Trois actrices vont jouer le personnage de Nawal —inspiré de Souha Bechara— car on va nous la montrer à trois âges différents. En fait, tout au long de la pièce, les tableaux et les âges vont et viennent, voire se chevauchent. Lorsque l'action démarre, Nawal vient de mourir... après cinq ans de silence. Nous apprenons qu'un jour, elle s'est tue ; ses deux enfants jumeaux, Jeanne et Simon, ignorent pourquoi et ne lui pardonnent pas son effacement. Au moment de sa mort, elle a prononcé une phrase énigmatique : "Maintenant que nous sommes ensemble, ça va mieux". Convoqués par son exécuteur testamentaire, le notaire Hermile Lebel, ils écoutent ses dernières volontés qui leur semblent un pur délire. Ils la détestent. Néanmoins, Jeanne, la mathématicienne, la spécialiste en graphes (1), finit par vouloir savoir et s'engage dans une quête qui comporte en fait la reconstitution d'un polygone. Elle, tout d'abord, et puis aussi son frère jumeau devront faire face, à partir d'un ensemble de départ, à la découverte des angles manquant, encore non visibles, d'un ensemble d'arrivée qui sera un choc pour tout le monde, personnages et spectateurs confondus. Quand seront dévoilés tous les angles du polygone et toutes les courbes représentatives qui les relient, on aura brisé tous les tabous, bouleversé toutes les conventions, dépassé toutes les bornes de la tragédie grecque la plus terrible que l'on puisse concevoir. La plus monstrueuse ? Chacun aura son point de vue. L'auteur tente en tous cas de nous rappeler à quel point l'amour peut engendrer l'horreur, tout comme l'horreur peut enfanter l'amour.
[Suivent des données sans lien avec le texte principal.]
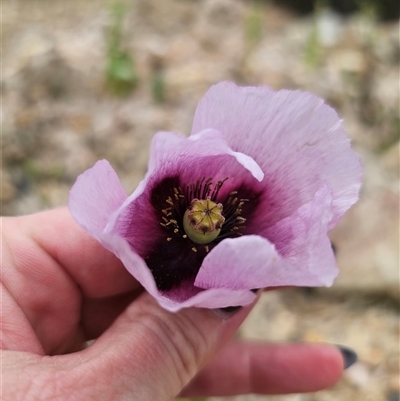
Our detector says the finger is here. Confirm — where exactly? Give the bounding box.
[5,208,139,297]
[182,341,344,397]
[66,293,260,401]
[1,208,141,353]
[81,288,144,340]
Mouawad est un type lucide et sensible qui a vu son pays natal déchiré par la guerre et la déprédation les plus cruelles. Les composants concrets de cette violence qui n'épargne personne —armée envahissante, camps, réfugiés, massacres, milices, vengeances...— sont présents de manière implicite sur scène, jamais à travers des désignations précises —Tsahal, milices phalangistes chrétiennes, Palestiniens, Sabra et Chatila...—, mais les faits, les points cardinaux et les dates ne renvoient pas à des ingrédients exclusivement fictionnels, bref, ne sauraient laisser indifférent ou déboussolé quiconque connaît un peu l'histoire récente du Liban et de sa région.
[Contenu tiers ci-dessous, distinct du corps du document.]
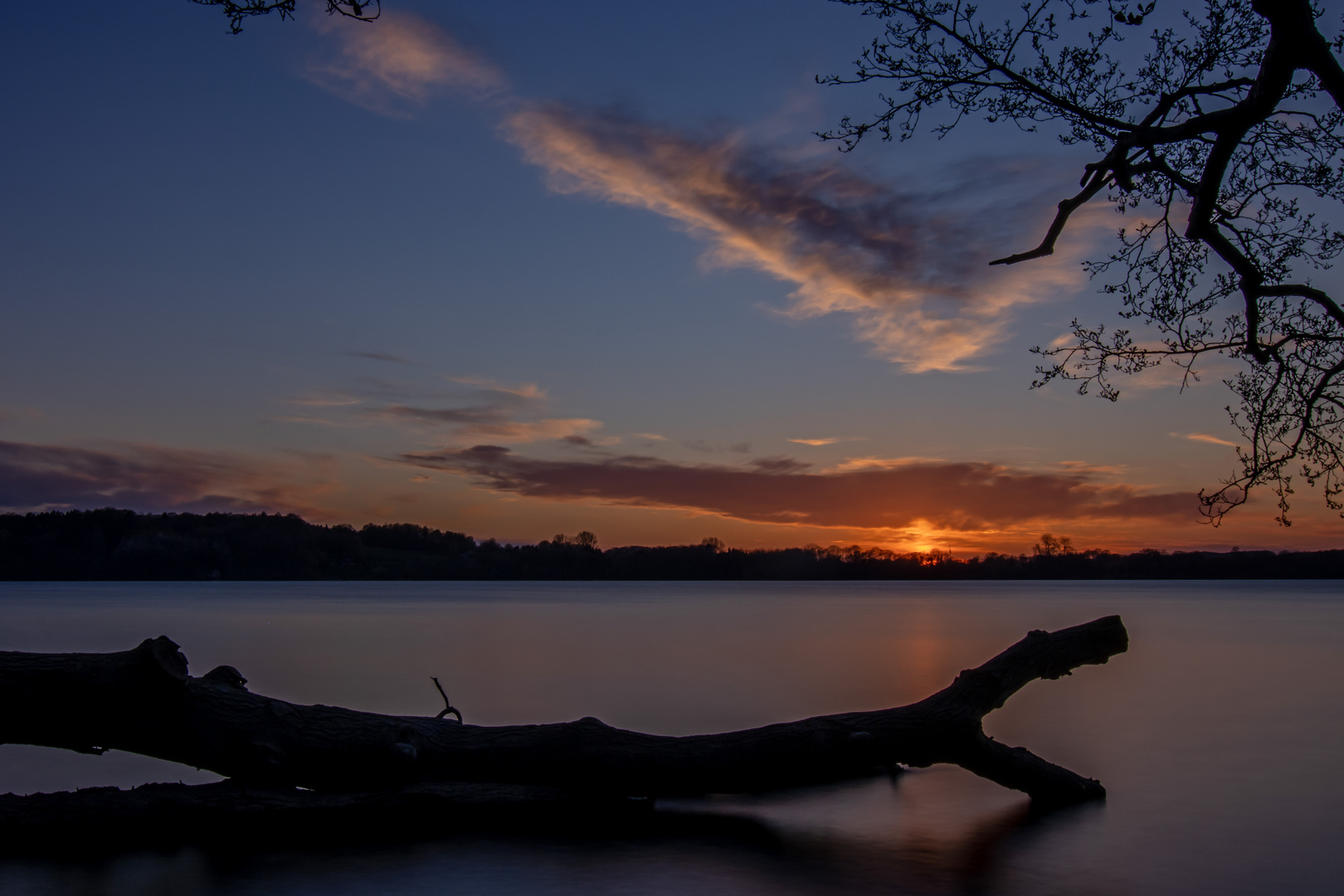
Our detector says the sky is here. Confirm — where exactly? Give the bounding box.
[0,0,1344,556]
Mouawad pense qu'au XX siècle, "les pères ont sacrifiés leurs fils". À ce propos, il a tenu à souligner : "Un monde qui cherche surtout à désarmer sa propre jeunesse en l'infantilisant, c'est peut-être l'une des choses les plus violentes que personnellement, je peux ressentir en fait". Cruauté et infantilisme : voilà le cocktail explosif qu'on nous inflige et que symbolisent surtout, dans Incendies, Nihad et sa loufoque interprétation de The Logical Song, de Supertramp, qui crée chez nous une horripilante commotion et nous hérisse les cheveux —notamment après coup.
Si vous ne redoutez pas la catharsis, ne loupez pas Incendies, tant que la Compagnie Théâtre Abé Carré Cé Carré est à Madrid. En novembre, du 16 au 19, Teatro Valle-Inclán (c/ Valencia, 1, Lavapiés), nous pourrons voir la première pièce de cette trilogie de Mouawad : Littoral. J'ai déjà mon billet.
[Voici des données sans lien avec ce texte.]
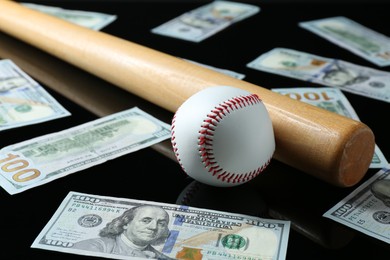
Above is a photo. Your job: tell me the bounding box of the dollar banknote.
[31,192,290,260]
[21,3,117,31]
[323,168,390,244]
[151,0,260,42]
[272,87,389,168]
[299,16,390,66]
[0,107,170,194]
[247,48,390,102]
[0,59,70,131]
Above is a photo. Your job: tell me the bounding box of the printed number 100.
[0,153,41,182]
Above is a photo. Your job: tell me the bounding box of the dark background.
[0,0,390,259]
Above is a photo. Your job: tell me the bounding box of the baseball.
[171,86,275,187]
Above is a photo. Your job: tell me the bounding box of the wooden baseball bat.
[0,0,375,187]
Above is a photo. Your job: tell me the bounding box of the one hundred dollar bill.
[31,192,290,260]
[272,88,389,168]
[151,0,260,42]
[21,3,117,31]
[299,16,390,66]
[0,107,170,194]
[0,59,70,131]
[323,168,390,244]
[247,48,390,102]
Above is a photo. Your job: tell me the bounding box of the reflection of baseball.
[171,86,275,187]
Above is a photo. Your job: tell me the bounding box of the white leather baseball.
[171,86,275,187]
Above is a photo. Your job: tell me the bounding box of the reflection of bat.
[0,0,375,187]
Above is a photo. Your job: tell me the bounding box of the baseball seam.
[171,94,271,183]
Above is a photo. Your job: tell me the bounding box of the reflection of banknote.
[31,192,290,260]
[152,0,260,42]
[22,3,117,30]
[299,16,390,66]
[272,88,388,168]
[0,59,70,130]
[324,168,390,243]
[247,48,390,102]
[0,108,170,194]
[184,59,245,79]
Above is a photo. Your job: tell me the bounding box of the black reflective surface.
[0,0,390,259]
Troupe : Gérald Gagnon (Antoine Ducharme, Chamseddine), Jocelyn Lagarrigue (Simon), Isabelle Leblanc (Jeanne), Julie McClemens (Nawal à 40 ans), Ginette Morin (Nawal à 65 ans), Mireille Naggar (Sawda, Elhame), Valeriy Pankov (Nihad), Isabelle Roy (Nawal à 19 ans) et Richard Thériault (qui construit impeccablement l'accent québécois de son principal rôle, celui du notaire Hermile Lebel).
(1) Graphe : ■, Ensemble des couples d'éléments vérifiant une relation donnée. [Le Robert]
________________________________________ * NOTE POSTÉRIEURE :
Il faut corriger cette information puisque ce que je croyais être une trilogie bien close était devenue en fait tétralogie le 18 juillet 2009, lors de la création de Ciels, son dernier volet —et contrepoint de la trilogie de base :
« Ciels est la dernière partie d’une tétralogie commencée avec Littoral, Incendies et Forêts. Il en est aussi le contrepoint. Ciels est un spectacle qui cherche à contredire, par le fond et par la forme, tout ce que Littoral, Incendies et Forêts tentent de défendre : l’importance de la mémoire, la recherche de sens, la quête d’infini. Ciels raconte comment, précisément, ce qui est défendu par Littoral, Incendies, Forêts peut perdre le monde. ».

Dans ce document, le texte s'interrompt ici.